With a population of 1.3 billion and counting, China constitutes just under 20% of the world's inhabitants. Making up the vast majority of residents (91.59%) are the ubiquitous Han, leaving just a little over 8% to the 56 ethnic minorities officially recognized by the People's Republic. In Minority Report, we explore the colorful characters, customs and cultures of these fascinating peripheral groups. >>>

Every nation on Earth, at some point or another, considers itself to be the baddest tribe out there. Maybe it's a new sword technology or a particularly fantastic military victory. A scientific breakthrough might do it. Religious fervor.
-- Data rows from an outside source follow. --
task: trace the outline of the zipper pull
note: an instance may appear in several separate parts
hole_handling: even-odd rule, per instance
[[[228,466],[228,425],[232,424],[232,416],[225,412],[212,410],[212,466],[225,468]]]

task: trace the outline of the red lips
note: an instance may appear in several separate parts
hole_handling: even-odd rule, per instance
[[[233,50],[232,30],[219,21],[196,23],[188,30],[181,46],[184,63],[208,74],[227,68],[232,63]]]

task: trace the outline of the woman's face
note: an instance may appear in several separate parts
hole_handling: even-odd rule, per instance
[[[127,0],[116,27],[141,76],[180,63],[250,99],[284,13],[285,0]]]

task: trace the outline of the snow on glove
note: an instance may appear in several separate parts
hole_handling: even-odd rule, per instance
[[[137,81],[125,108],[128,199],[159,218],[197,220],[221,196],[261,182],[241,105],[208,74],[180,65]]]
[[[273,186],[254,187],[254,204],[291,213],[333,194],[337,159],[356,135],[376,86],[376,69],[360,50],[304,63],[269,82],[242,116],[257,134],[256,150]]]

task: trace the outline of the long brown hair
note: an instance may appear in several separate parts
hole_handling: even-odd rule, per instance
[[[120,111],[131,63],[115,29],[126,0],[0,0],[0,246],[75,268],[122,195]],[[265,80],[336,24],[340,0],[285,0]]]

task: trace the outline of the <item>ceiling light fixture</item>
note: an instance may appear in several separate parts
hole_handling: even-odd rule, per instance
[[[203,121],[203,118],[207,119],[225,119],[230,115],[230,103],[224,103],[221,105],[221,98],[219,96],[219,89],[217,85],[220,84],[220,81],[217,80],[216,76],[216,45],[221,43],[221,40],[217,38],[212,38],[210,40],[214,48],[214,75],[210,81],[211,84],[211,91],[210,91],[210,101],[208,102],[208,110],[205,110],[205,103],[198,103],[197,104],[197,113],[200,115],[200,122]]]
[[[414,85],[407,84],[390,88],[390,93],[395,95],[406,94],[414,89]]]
The emergence of a Great Leader...

All you have to do to topple these pretenders from the throne is whisper this name:

Genghis

It's all over. Gold is taken, you'll have to make do with silver because no tribe can touch the Mongols in terms of pure baddass-izm, breadth of influence, or sudden, brutal impact on world society. The Vikings come close. Alexander had a great run. The US shock and awe campaign, although explosive, lacks true warrior ethos IMHO. And the newest pretender, the PRC, knows better than anyone what the deal is.

It wasn't just the piles of skulls left in the dust of thousands of horses. Or the vision of Mongol riders leaning down to suck blood from their steeds necks at full gallop. Or the ruthless bloody sieges and catastrophic defeats of the world's greatest armies.

It was what came afterward. Europe can thank Genghis and his horsemen for the Renaissance that pulled the superstitious and oppressed out of the Middle Ages. Religions from Zoroastrianism to Taoism revived themselves through court debates presided over by tolerant Khans. Silk Road caravans rolled from Chang'An to Venice unmolested, transferring fresh blood, ideas and goods across Asia facilitating a rolling golden age that brought China, India, Persia, the Muslim Caliphate and eventually Europe into a new era.

China, a realm constantly shifting between chaos and central control in an unbreakable cycle, was shocked by absolute defeat into unity and went on to build a cohesive nation that has (geographically) changed little since the Ming Dynasty overthrew the last of the Yuan Emperors.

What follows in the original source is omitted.